Despite these widespread changes in H2A.Z localization, nuclear H2A.Z protein levels remained unaltered (as measured by immunofluorescence; Fig. S4A,B). Additionally, differential gene expression analysis indicated that the observed outcomes were likely not due to a developmental delay. Genes that were upregulated following exposure to TDCIPP or DAC were found to be more highly expressed at later developmental stages than at earlier stages (Fig. S4C), and genes that normally undergo developmental activation during gastrulation were found to be upregulated following DAC and TDCIPP exposure at 6 hpf (Fig. S4D). Prior measurements of DNA methylation changes following DAC and TDCIPP exposure in cleavage stage zebrafish embryos reported only minor impacts (Volz et al., 2016). Our re-analysis of published datasets confirmed these findings (Fig. S4E), and we further verified (through anchor-based bisulfite sequencing measurements; Chapin et al., 2022) that DAC exposure during the cleavage phase of zebrafish development had only minor impacts on overall DNA methylation levels (Fig. S4F).

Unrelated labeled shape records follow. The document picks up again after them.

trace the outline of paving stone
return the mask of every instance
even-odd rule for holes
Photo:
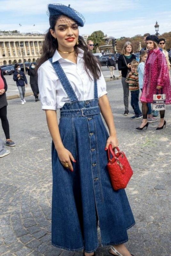
[[[23,243],[25,244],[33,239],[33,236],[30,235],[26,235],[19,237],[20,241]]]
[[[46,231],[43,230],[41,230],[36,233],[33,234],[33,236],[36,239],[39,239],[39,238],[44,236],[47,233]]]
[[[23,246],[24,245],[18,242],[10,245],[9,248],[10,252],[15,252],[20,250]]]
[[[32,249],[36,249],[42,243],[42,242],[38,241],[35,239],[27,244],[26,245],[29,248],[31,248]]]
[[[20,250],[15,252],[17,256],[27,256],[32,251],[32,250],[27,247],[23,247]]]
[[[165,190],[166,186],[164,185],[157,185],[154,187],[155,189]]]

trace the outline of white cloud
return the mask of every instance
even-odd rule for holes
[[[156,16],[156,15],[155,15]],[[156,14],[159,25],[159,32],[162,34],[171,31],[171,12]],[[81,28],[82,34],[91,34],[94,31],[101,30],[108,36],[116,38],[121,36],[131,37],[138,34],[155,33],[154,26],[156,20],[154,17],[141,17],[122,21],[113,21],[87,24]]]
[[[55,1],[51,1],[51,3]],[[138,0],[71,0],[71,7],[81,12],[96,13],[100,12],[122,11],[139,7]],[[44,14],[47,9],[47,0],[1,0],[1,12],[14,12],[16,15],[24,14]],[[68,0],[61,2],[66,5]]]

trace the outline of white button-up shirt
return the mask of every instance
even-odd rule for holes
[[[94,82],[86,72],[83,59],[84,52],[79,49],[77,64],[62,58],[57,51],[52,62],[58,60],[68,79],[79,100],[94,98]],[[59,79],[49,60],[43,63],[38,69],[38,85],[42,109],[56,110],[70,102]],[[91,77],[92,76],[90,75]],[[98,98],[107,93],[103,76],[97,81]]]

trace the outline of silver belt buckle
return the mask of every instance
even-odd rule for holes
[[[82,108],[82,109],[81,109],[81,110],[82,110],[82,116],[84,116],[84,113],[83,113],[83,108]]]

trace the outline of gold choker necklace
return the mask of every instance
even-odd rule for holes
[[[68,53],[68,54],[70,54],[70,53],[71,53],[72,52],[75,52],[75,50],[74,49],[73,51],[71,51],[71,52],[63,52],[62,51],[60,51],[58,49],[58,52],[62,52],[63,53]]]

To assess the degree to which H2A.Z enrichment changes occurred over REs, we next performed differential enrichment analyses focusing specifically on RE subclasses. Unlike promoters, which exhibited widespread H2A.Z reduction, we found that H2A.Z levels primarily increased at REs upon exposure to either DAC or TDCIPP. DAC exposure led to significant H2A.Z increases at several repeat s­­ubclasses re­­presenting more than 600,000 uniquely mapped loci, and TCDIPP exposure cause similar outcomes, with increases representing more than 200,000 uniquely mapped REs (Fig. 3A). DAC and TDCIPP exposure caused 75% and 93% of differential repeat subclasses to gain H2A.Z (respectively), and by comparison, 99.5% and 98.5% of differentially impacted promoters lost H2A.Z (Fig. 3B,C). Additionally, a significant portion of changes (both at REs and promoters) were shared between exposure conditions (Fig. S4G), suggesting that they might represent a general feature of chemically induced RE reactivation.

Rather than locus-specific DNA methylation changes, we observed a modest overall reduction in methylation throughout the genome following DAC exposure, including REs that gained and lost H2A.Z (Fig. S4H). By contrast, decreases in the repressive histone modification H3K9me3 occurred preferentially over REs that gained H2A.Z, and H3K9me3 accumulated at loci that lost H2A.Z (Fig. 3D,E). As further support for H2A.Z functioning in transcriptional activation of REs, mean chromatin accessibility was initially higher at REs that gained H2A.Z as compared with those that lost H2A.Z, and DAC exposure led to a modest additional increase (Fig. 3F). We also observed an increase in RNA transcripts over REs that gained H2A.Z, and there were no such changes over REs that lost H2A.Z (Fig. 3G).

To investigate the widespread nature of genomic H2A.Z re-localization, we next assessed changes in median H2A.Z levels over mapped REs, and found that increases occurred for the majority of RE subclasses upon DAC exposure (93%) and TDCIPP exposure (62%) (Fig. 4A,B), and, interestingly, the total amount of H2A.Z that accumulated at REs was approximately equal to the amount lost at promoters (calculated as sequence-depth normalized total reads over each feature). H2A.Z levels increased from approximately 4.5×10⁶ to 6×10⁶ over impacted REs, and reads over promoters decreased by nearly the same amount, going from ∼5×10⁶ to 3.5×10⁶ (Fig. 4C). REs which acquired H2A.Z include tandemly repeated U1 (n=384) for the DAC exposure condition, Gypsy158-LTR_DR (n=202) following exposure to TDCIPP, and the DNA transposon DNA-8-10_DR (n=1723), which acquired H2A.Z upon TDCIPP or DAC exposure (Fig. 4D). Interestingly, impacted REs possessed an abundance of binding motifs for important developmental regulatory transcription factors, such as Nanog, KLF5 and TBX6 (Fig. S5A), and innate immune factors, such as STATs, p53 (TP53) and IRFs (Fig. S5B). Several studies have demonstrated that evolutionarily younger REs can sometimes function as co-opted enhancers and recruit transcription factors to control neighboring gene expression patterns (Chuong et al., 2013; 2016; Fueyo et al., 2022; Sundaram and Wysocka, 2020). Despite finding a reduction in overall branch length (measured via the nucleotide substitutions rate) (Fig. S5C) – indicating these elements are evolutionarily younger – we did not find evidence for expression changes at genes neighboring impacted REs (Fig. S5D), suggesting that they might not function as cis regulatory elements. Overall, we find that the phenotypic outcomes of exposure to TDCIPP and DAC coincided with genome-wide re-localization of H2A.Z, with H2A.Z accumulating ectopically at REs and decreasing at gene promoters.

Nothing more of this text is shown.